The joints in your body are where two bones meet and enable you to move. The hips, shoulders, elbows, knees, wrists, and ankles are where the main joints located in your body. Hence, activities like walking up and down the stairs, running, jumping, extending, and bending your limbs are all required helps from joints.

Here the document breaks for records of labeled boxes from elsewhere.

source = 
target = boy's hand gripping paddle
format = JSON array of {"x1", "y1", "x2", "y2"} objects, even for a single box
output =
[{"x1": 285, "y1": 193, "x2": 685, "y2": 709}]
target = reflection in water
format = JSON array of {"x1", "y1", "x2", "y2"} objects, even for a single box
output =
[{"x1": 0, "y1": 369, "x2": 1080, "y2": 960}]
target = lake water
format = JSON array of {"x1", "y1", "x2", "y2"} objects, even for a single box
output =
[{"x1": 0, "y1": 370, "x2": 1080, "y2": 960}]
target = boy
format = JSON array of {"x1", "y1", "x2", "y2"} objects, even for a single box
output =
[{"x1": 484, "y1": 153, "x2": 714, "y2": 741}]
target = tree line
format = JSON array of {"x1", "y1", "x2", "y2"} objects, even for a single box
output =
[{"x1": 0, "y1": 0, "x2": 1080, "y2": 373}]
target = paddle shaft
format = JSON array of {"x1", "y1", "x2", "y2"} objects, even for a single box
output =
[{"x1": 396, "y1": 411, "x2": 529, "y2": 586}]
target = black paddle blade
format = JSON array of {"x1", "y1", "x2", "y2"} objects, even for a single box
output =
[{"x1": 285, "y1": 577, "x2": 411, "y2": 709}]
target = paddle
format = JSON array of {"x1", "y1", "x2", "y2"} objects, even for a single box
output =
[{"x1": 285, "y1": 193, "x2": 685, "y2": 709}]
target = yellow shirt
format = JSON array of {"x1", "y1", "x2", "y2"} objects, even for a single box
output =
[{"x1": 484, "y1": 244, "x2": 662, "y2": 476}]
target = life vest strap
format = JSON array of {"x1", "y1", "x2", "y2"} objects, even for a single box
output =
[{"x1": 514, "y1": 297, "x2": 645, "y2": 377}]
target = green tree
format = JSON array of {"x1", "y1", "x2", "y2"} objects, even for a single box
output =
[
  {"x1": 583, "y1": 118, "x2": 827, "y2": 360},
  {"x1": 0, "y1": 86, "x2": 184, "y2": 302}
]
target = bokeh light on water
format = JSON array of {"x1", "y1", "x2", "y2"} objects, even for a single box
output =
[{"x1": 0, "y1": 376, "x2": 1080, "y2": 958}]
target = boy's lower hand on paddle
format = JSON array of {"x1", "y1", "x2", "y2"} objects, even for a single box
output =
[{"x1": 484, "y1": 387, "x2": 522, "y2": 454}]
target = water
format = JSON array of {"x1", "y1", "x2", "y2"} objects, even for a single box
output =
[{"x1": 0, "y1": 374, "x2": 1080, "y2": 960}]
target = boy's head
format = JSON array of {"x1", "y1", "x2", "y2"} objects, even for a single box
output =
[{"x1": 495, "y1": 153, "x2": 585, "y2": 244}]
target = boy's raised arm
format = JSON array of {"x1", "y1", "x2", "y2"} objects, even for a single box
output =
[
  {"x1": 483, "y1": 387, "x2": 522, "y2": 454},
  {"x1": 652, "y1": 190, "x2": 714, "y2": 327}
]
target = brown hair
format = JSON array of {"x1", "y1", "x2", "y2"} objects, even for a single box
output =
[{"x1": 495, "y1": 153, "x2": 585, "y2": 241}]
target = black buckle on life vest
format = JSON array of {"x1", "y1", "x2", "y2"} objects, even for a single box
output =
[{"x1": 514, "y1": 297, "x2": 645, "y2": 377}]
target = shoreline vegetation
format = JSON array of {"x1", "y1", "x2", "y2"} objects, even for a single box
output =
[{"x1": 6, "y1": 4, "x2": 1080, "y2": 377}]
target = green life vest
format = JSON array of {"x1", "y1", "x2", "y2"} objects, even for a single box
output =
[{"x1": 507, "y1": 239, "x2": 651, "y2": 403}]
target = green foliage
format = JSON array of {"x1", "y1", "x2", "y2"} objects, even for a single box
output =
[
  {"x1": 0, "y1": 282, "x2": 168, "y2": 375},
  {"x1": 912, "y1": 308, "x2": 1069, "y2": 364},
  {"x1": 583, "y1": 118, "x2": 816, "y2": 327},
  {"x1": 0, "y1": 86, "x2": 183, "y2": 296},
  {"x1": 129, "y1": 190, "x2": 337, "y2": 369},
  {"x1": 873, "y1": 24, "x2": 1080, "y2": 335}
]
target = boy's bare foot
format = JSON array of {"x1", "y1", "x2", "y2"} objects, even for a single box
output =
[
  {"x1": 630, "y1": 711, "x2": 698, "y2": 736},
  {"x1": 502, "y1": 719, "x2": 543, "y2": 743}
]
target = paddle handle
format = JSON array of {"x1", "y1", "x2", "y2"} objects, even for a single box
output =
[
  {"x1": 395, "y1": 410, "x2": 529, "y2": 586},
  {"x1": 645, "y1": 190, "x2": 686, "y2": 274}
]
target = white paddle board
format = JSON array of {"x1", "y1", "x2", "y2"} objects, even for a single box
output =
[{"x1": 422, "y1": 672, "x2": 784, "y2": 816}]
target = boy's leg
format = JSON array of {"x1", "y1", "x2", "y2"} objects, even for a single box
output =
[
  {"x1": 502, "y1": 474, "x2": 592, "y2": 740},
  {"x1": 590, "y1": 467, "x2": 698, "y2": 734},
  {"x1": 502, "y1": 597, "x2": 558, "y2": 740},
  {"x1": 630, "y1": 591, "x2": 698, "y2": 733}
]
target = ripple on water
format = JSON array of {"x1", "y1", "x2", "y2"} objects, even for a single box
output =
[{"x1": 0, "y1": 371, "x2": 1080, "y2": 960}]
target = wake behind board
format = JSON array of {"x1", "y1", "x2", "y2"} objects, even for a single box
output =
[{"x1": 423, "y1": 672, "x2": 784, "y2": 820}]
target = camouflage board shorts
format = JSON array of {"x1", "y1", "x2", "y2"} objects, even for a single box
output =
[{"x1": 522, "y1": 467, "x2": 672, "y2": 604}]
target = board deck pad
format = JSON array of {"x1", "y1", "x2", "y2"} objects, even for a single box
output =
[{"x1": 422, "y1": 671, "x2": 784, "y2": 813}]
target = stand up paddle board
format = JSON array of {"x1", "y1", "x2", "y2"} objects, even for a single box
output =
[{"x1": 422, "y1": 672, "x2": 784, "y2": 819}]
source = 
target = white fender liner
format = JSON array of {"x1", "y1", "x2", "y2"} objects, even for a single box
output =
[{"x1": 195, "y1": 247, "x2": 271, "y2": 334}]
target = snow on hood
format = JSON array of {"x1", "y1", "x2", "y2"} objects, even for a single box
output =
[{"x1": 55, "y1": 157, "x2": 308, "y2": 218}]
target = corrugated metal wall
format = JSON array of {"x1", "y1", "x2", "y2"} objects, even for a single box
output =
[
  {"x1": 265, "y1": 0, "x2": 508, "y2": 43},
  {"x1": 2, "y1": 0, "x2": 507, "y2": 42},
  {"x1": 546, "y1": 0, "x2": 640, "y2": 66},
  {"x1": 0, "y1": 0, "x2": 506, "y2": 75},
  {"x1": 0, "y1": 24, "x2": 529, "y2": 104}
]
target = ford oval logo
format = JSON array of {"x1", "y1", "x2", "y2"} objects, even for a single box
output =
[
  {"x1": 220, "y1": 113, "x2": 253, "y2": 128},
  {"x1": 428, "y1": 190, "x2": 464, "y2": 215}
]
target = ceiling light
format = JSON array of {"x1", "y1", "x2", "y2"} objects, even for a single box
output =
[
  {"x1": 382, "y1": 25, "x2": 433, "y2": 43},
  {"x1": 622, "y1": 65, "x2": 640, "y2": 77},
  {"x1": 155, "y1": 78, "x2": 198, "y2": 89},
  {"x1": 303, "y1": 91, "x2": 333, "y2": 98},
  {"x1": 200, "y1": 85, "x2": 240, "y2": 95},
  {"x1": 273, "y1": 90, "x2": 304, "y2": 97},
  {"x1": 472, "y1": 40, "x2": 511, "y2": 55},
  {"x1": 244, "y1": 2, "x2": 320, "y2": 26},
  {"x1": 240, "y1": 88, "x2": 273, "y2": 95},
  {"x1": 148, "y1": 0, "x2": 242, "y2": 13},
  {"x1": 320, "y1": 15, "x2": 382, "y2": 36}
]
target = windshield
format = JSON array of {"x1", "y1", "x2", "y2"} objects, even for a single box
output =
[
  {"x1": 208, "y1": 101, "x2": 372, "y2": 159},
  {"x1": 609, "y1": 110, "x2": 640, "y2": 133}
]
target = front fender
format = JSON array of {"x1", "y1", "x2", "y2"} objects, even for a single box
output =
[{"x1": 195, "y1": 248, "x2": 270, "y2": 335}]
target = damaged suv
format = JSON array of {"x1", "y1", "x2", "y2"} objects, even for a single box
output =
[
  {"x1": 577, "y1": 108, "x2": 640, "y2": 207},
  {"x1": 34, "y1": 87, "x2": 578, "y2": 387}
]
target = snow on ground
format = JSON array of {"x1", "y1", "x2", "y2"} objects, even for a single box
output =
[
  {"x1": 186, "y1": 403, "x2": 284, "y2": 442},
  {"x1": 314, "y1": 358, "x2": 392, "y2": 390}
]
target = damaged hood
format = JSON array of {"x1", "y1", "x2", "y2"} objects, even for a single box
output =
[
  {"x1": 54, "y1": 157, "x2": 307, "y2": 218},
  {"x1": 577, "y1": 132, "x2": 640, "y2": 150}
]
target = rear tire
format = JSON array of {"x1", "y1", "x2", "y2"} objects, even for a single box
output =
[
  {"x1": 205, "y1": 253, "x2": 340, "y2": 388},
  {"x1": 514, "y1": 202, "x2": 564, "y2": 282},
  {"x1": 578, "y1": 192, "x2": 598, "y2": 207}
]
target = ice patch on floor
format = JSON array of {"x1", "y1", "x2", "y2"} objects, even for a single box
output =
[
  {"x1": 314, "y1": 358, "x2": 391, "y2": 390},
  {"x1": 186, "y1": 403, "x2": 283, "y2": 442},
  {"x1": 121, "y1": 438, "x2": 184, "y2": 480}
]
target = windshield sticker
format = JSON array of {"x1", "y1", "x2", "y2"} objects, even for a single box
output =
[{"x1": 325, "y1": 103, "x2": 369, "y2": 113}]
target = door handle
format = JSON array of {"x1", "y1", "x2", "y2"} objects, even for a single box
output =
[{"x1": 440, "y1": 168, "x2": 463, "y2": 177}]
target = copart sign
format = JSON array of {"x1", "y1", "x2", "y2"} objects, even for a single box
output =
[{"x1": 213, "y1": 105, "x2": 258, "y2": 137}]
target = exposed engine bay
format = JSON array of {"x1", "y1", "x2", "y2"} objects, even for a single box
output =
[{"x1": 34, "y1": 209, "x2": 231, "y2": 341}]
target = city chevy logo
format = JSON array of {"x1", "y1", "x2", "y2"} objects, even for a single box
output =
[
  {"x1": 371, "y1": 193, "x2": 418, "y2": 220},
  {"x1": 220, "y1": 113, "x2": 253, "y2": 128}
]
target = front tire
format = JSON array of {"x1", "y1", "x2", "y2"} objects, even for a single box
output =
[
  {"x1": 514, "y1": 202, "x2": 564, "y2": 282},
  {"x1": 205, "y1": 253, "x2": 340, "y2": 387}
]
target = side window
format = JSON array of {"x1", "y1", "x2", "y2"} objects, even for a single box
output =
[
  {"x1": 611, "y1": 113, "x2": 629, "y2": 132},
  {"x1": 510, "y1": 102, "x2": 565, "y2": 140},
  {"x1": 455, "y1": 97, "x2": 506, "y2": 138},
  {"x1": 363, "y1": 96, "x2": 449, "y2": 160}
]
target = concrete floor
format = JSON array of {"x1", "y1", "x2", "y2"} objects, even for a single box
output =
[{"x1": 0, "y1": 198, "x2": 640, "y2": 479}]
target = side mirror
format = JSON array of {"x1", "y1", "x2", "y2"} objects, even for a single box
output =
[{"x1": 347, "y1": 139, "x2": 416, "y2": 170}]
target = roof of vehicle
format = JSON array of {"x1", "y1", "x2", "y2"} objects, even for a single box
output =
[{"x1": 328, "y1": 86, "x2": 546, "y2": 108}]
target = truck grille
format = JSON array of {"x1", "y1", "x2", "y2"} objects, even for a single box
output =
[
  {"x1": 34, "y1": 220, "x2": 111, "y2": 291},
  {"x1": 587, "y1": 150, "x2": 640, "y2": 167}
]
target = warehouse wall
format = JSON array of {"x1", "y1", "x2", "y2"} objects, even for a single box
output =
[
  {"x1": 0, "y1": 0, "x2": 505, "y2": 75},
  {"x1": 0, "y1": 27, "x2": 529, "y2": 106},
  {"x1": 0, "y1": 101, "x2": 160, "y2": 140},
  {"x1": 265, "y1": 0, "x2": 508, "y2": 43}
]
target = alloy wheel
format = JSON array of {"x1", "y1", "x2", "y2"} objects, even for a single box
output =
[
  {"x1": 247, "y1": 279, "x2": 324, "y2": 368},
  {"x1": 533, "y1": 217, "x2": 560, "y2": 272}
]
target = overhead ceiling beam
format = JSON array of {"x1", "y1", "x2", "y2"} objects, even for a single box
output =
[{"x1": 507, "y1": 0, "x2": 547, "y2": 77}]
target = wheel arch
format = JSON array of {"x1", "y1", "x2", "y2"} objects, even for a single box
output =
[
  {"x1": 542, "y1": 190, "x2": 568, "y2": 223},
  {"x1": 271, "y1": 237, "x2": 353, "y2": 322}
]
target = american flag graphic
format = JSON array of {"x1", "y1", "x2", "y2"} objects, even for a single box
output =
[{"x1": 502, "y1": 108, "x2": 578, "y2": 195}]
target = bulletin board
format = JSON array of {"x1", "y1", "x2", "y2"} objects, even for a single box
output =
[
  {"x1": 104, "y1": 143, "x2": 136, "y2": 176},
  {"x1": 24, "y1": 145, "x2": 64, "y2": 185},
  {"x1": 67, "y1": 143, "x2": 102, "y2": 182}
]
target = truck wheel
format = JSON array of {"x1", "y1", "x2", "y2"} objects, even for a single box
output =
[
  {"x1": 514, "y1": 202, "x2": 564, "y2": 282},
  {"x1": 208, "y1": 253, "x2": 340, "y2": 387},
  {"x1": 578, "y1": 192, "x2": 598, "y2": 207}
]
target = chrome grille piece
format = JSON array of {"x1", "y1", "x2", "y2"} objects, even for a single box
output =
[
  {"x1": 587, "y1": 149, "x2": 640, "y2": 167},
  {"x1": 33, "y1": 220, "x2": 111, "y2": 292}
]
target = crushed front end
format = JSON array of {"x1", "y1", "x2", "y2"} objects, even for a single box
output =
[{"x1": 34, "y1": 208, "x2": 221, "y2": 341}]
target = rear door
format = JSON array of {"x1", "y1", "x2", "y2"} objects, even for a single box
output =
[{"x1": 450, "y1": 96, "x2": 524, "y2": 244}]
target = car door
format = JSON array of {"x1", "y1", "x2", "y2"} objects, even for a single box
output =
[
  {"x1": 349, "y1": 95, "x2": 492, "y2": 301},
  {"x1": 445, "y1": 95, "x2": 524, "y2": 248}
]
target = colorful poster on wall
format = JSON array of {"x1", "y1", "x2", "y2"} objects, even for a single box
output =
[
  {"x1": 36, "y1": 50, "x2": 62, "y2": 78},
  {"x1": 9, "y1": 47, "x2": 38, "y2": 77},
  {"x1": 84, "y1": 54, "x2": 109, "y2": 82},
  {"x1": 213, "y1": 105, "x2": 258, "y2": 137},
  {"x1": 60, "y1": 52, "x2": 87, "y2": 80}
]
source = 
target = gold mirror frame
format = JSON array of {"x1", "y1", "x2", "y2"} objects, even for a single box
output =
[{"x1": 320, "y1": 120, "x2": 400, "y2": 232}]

The surfaces of the two connecting bones in your joint are cover with a layer called cartilage. Intact cartilage enables movement without friction and prevents the two bones from rubbing against each other. The cartilage also passes the pressure in the joint on to the bones, thereby sharing the burden of your body weight.1 Synovial fluid, a clear and thick fluid in the joint lubricates the cartilage and acts as a shock absorber in reducing the pressure exerted on the joint.

Osteoarthritis (or degenerative arthritis) and rheumatoid arthritis are the two most commonly seen joint conditions. The degenerative joint happens when the cartilage has begun to wear and tear, causes the bones to rub together, and eventually leads to bone damage. Frequent crackling sound from the joint accompanied by pain or swelling and limited motion may be the early signs of worn cartilage. On the other hand, rheumatoid arthritis is an autoimmune disease that happens when the body’s immune system mistakenly attacks the healthy joint tissues and leads to inflammation with symptoms such as joint pain, stiffness, and swelling.2

Medications have been the first choice of treatment for relieving joint pain. However, supplements have also supported by clinical researches in reducing joint pain and preventing cartilage breakdown. Read on to learn more about the clinical evidence of these alternative supplements in treating arthritis.

Glucosamine

Glucosamine is one of the most widely used supplements for the management of osteoarthritis. It is a natural compound found in your joints area and acts as a building block for the cartilage by stimulates the formation and prevents its degradation.3  

A meta-analysis analysed eighteen articles written between 2003 and 2016, found a favourable effect of glucosamine in alleviating knee osteoarthritis symptoms. Majority of the studies demonstrated the effective dose of glucosamine at 1,500mg/day.4 The intake of glucosamine was also found to be effective in improving knee flexion and extension among athletes after an acute knee injury.5

Loss of cartilage causes the narrowing of space between the ends of the bones in joint. This condition is common in arthritis patients where it eventually leads to pain, stiffness and limited movement of the joint. Long-term treatment with glucosamine can help to slow down the narrowing of joints space in patients with knee osteoarthritis.6,7

Collagen

The term ‘collagen’ refers to a group of structural proteins arranged in a fibre-like strand present within all tissues and organs.8 It is found abundantly in the skin, bone, tendon, muscle, cartilage and vessel wall. Similar to glucosamine, collagen is also one of the components in the matrix of joint structures.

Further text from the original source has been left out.